Soal tampilan tak banyak dipungkiri Yamaha Byson punya segudang kelebihan. Tampang macho jelas jadi pilihan utama rider yang tak sekadar mencari alat transportasi, tapi juga gaya. Namun segala keunggulan tadi, ternyata tak sedikit pembesutnya mengeluhkan beberapa masalah. Meski tak begitu besar. Berikut hasil investigasinya.


Byson lansiran awal merupakan hasil produksi India. Beda dengan keluaran sekarang yang sudah murni diproduksi di Tanah Air. Walau beda negara pembuat, tapi bukan berarti beda kualitas, lo. Hanya memang ada beberapa problem yang masih bisa diklaim ke dealer.
 


"Paling awal ada beberapa anak klub yang mengalami patah per kopling, letaknya ngumpet di sisi kiri mesin (Gbr.1). Namun ganti part seharga Rp 20.500, ini juga masih digaransi dealer," terang Hendrianto Prabowo, salah satu pemilik yang doyan ngulik. Penyebab utamanya belum ketahuan, bisa jadi sumber utama per kopling patah akibat pemakaian yang kurang tepat, atau kualitas per yang kurang.


Penyakit lain juga perlu penelusuran lebih lanjut. "Ada pemiliknya yang kurang puas dengan setelan klep. Terlalu longgar yang bikin tarikan kurang bertenaga (Gbr.2)," papar Ari Tristianto, pemilik bengkel Dinamika Motor Sport di Jl. Jatikramat No.53H, Bekasi. Bisa jadi akibat produksi yang melewati angka ribuan, walau untuk mengatasinya kini sudah banyak bengkel yang bisa mengerjakan alias tak perlu ke dealer resmi.


Hasil penelusuran juga mendapatkan rembesan oli yang mengalir dari tutup bak oli (Gbr.3). "Mengatasinya mudah, tinggal ganti O-ring yang harganya di kisaran Rp 2 ribuan," ucap Helmi Wijaya, pemilik Byson lansiran 2010 warna biru. Sumber kebocoran biasanya setelah dipakai perjalanan dalam jangka waktu lama.
 


Tak hanya rembesan di tutup bak oli yang mudah mengatasinya, pada sokbreker bagian depan juga tak jarang kerap terdapat rembesan oli. "Asalnya dari sil sokbreker depan yang harus diganti di dealer," sambung Hendrik, panggilan akrab Hendrianto yang baru saja lulus kuliah.

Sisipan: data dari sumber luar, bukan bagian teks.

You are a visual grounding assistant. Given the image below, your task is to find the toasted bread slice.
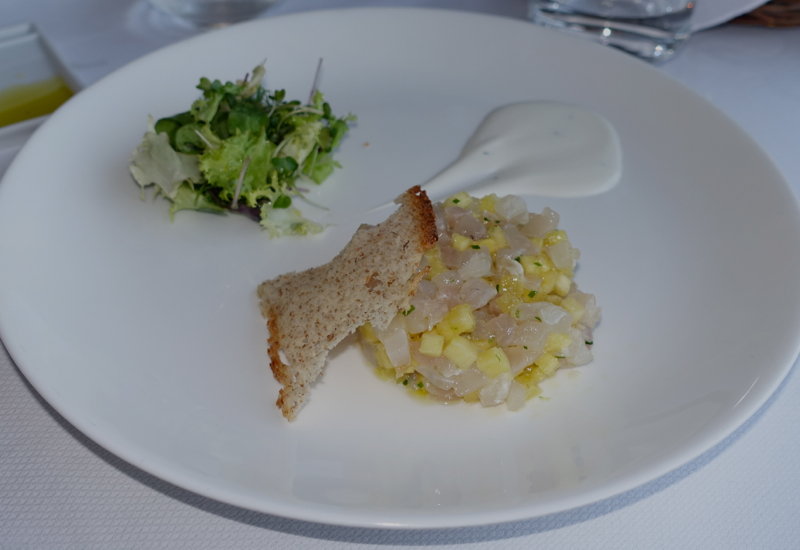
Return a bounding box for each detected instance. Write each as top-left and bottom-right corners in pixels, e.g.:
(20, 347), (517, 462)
(258, 187), (437, 421)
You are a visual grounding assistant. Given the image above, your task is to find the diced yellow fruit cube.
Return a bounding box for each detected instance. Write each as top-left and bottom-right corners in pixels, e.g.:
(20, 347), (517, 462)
(436, 304), (475, 340)
(375, 343), (394, 371)
(498, 275), (524, 296)
(480, 193), (497, 213)
(554, 273), (572, 298)
(473, 239), (500, 254)
(464, 390), (481, 403)
(470, 340), (494, 351)
(358, 322), (379, 344)
(528, 237), (544, 250)
(539, 271), (559, 295)
(450, 233), (472, 252)
(536, 254), (556, 273)
(533, 352), (558, 378)
(544, 332), (572, 353)
(419, 332), (444, 357)
(561, 296), (586, 325)
(544, 294), (564, 306)
(444, 191), (473, 208)
(525, 385), (542, 401)
(544, 229), (569, 246)
(442, 336), (479, 370)
(519, 256), (542, 277)
(495, 292), (522, 315)
(489, 225), (508, 248)
(515, 364), (548, 388)
(475, 347), (511, 378)
(425, 246), (449, 279)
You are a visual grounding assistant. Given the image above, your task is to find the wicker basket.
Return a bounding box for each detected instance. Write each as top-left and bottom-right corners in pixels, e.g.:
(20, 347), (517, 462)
(731, 0), (800, 28)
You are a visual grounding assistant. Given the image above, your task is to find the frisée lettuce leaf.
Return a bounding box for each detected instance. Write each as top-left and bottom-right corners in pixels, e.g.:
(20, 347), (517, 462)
(130, 64), (356, 237)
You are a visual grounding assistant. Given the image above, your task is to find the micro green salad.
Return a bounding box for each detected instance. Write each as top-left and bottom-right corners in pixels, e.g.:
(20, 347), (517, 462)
(130, 64), (356, 237)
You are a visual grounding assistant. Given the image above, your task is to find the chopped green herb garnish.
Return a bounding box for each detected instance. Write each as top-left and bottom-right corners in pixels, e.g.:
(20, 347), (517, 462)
(131, 64), (355, 237)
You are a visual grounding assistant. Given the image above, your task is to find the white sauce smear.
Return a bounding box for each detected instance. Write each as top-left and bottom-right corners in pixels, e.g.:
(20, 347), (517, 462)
(423, 101), (622, 201)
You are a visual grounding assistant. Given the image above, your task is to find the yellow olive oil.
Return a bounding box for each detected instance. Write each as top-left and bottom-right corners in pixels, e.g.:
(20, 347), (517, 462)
(0, 76), (73, 126)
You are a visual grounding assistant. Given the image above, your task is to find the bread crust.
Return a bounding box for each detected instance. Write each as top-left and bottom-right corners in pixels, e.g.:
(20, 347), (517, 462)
(258, 186), (438, 421)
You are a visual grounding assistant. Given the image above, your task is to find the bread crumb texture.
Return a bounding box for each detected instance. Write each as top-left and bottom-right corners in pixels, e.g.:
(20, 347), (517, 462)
(258, 186), (437, 421)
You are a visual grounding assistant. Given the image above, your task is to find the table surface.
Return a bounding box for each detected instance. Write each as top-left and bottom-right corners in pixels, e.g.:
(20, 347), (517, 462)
(0, 0), (800, 549)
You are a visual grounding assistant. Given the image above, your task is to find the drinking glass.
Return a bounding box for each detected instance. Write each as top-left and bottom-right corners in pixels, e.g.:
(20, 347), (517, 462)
(528, 0), (694, 63)
(150, 0), (277, 29)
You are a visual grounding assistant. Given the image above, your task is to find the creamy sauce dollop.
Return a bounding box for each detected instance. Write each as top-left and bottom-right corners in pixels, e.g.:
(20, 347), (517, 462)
(423, 101), (622, 198)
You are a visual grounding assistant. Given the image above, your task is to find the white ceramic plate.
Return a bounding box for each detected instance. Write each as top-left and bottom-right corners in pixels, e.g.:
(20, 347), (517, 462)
(0, 9), (800, 527)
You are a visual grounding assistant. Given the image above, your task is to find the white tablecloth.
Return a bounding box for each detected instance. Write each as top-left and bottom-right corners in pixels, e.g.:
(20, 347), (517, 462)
(0, 0), (800, 550)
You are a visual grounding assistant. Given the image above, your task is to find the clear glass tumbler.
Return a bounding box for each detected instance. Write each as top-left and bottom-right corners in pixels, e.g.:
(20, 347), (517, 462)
(150, 0), (278, 29)
(528, 0), (694, 63)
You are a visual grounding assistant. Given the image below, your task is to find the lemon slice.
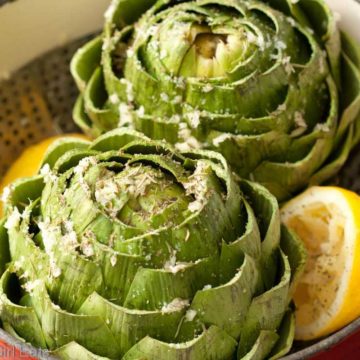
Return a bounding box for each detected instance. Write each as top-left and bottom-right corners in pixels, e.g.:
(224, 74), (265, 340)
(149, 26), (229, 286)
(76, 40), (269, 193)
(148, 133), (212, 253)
(0, 134), (88, 217)
(281, 187), (360, 340)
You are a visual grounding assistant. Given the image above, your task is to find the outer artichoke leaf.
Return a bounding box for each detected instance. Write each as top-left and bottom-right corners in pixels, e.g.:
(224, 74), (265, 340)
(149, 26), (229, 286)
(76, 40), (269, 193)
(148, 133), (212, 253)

Sekarang giliran rasa berkendara yang terpengaruh. Sumber utamanya per monosok belakang yang dirasa terlalu keras (Gbr.4). Terasa kurang nyaman aja ketika ketemu jalan keriting atau bergelombang.


"Tapi lagi-lagi harganya enggak ketahuan karena bisa langsung ganti di dealer," sambung Hendrik, warga Cililitan, Jaktim. Spesifikasi per keluaran lama dengan yang baru punya perbedaan tingkat kekerasan. Yang jelas per sok keluaran terbaru lebih empuk.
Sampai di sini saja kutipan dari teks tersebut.